I know that requirements.txt is the standard solution to the other problem. But generating and using it is annoying. The command pio freeze will list all the packages in bloated way (there is better ways) but I always hoped to find a notebook system that will integrate this information natively and have a way to embed that into a notebook in a form that I can share with other people. Unfortunately I can't see support for something in any of the available solutions (at least up to my knowledge).
Yes, the second half of reproducibility is for sure packages. A solution for reproducible environments is on our roadmap (https://marimo-team.notion.site/The-marimo-roadmap-e5460b9f2...), but we haven't quite figured it out yet.
It's a bit challenging because Python has so many different solutions for package management. If you have any ideas we'd love to hear them.
People always complain about pip and python packaging but it’s never been an issue for me. I create a requirements.base.txt that has the versions of things I want installed. I then:
Install is then simply: Updating / installing something new is a matter of adding to the base file and then refreezing.There are several problems with this approach, notably you don't get information about specific platform stuff. You don't get information on how these package are installed (conda, mamba..etc).
And it does not account for dependincies version conflicts which life very hard.
I don’t understand the platform thing, is that something to do with running on Windows? Why wouldn’t you just pip install? Why bring conda etc into the mix?
If you have conflicts then you have to reconcile those at point of initial install - pip deals with that for you. I’ve never had a situation in 15 years of Python packages where there wasn’t a working combination of versions.
These are genuine questions btw. I see these common complaints and wonder how I’ve not ever had issues with it.
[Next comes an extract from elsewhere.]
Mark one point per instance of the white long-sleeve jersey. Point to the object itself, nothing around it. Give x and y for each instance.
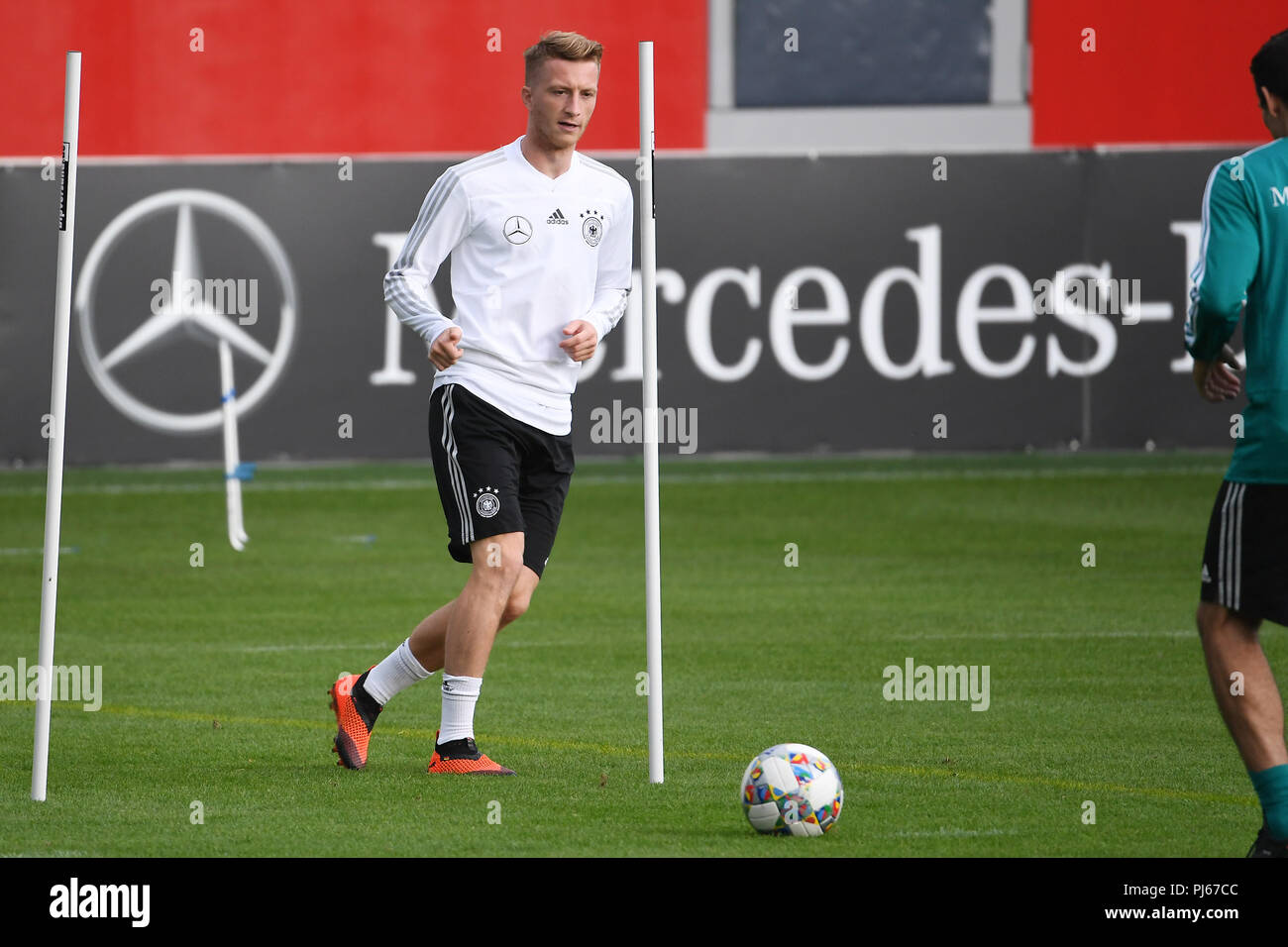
(529, 254)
I will try to summarize the complaints (mine at least) in obvious simple points
1- pip freeze will miss packages not installed by pip (i.e. Conda).
2- It does include all packages, even not used in the project.
3- It just dumps all packages, their dependencies and sub-dependencies. Even without conflicts, if you happen to change a package, then it is very hard to keep track of dependencies and sub-dependencies that need to be removed. At some point, your file will be a hot mess.
4. If you install specific platform package version then this information will not be tracked
Ok. I think that’s all handled by my workflow, but it does involve taking responsibility for requirements files.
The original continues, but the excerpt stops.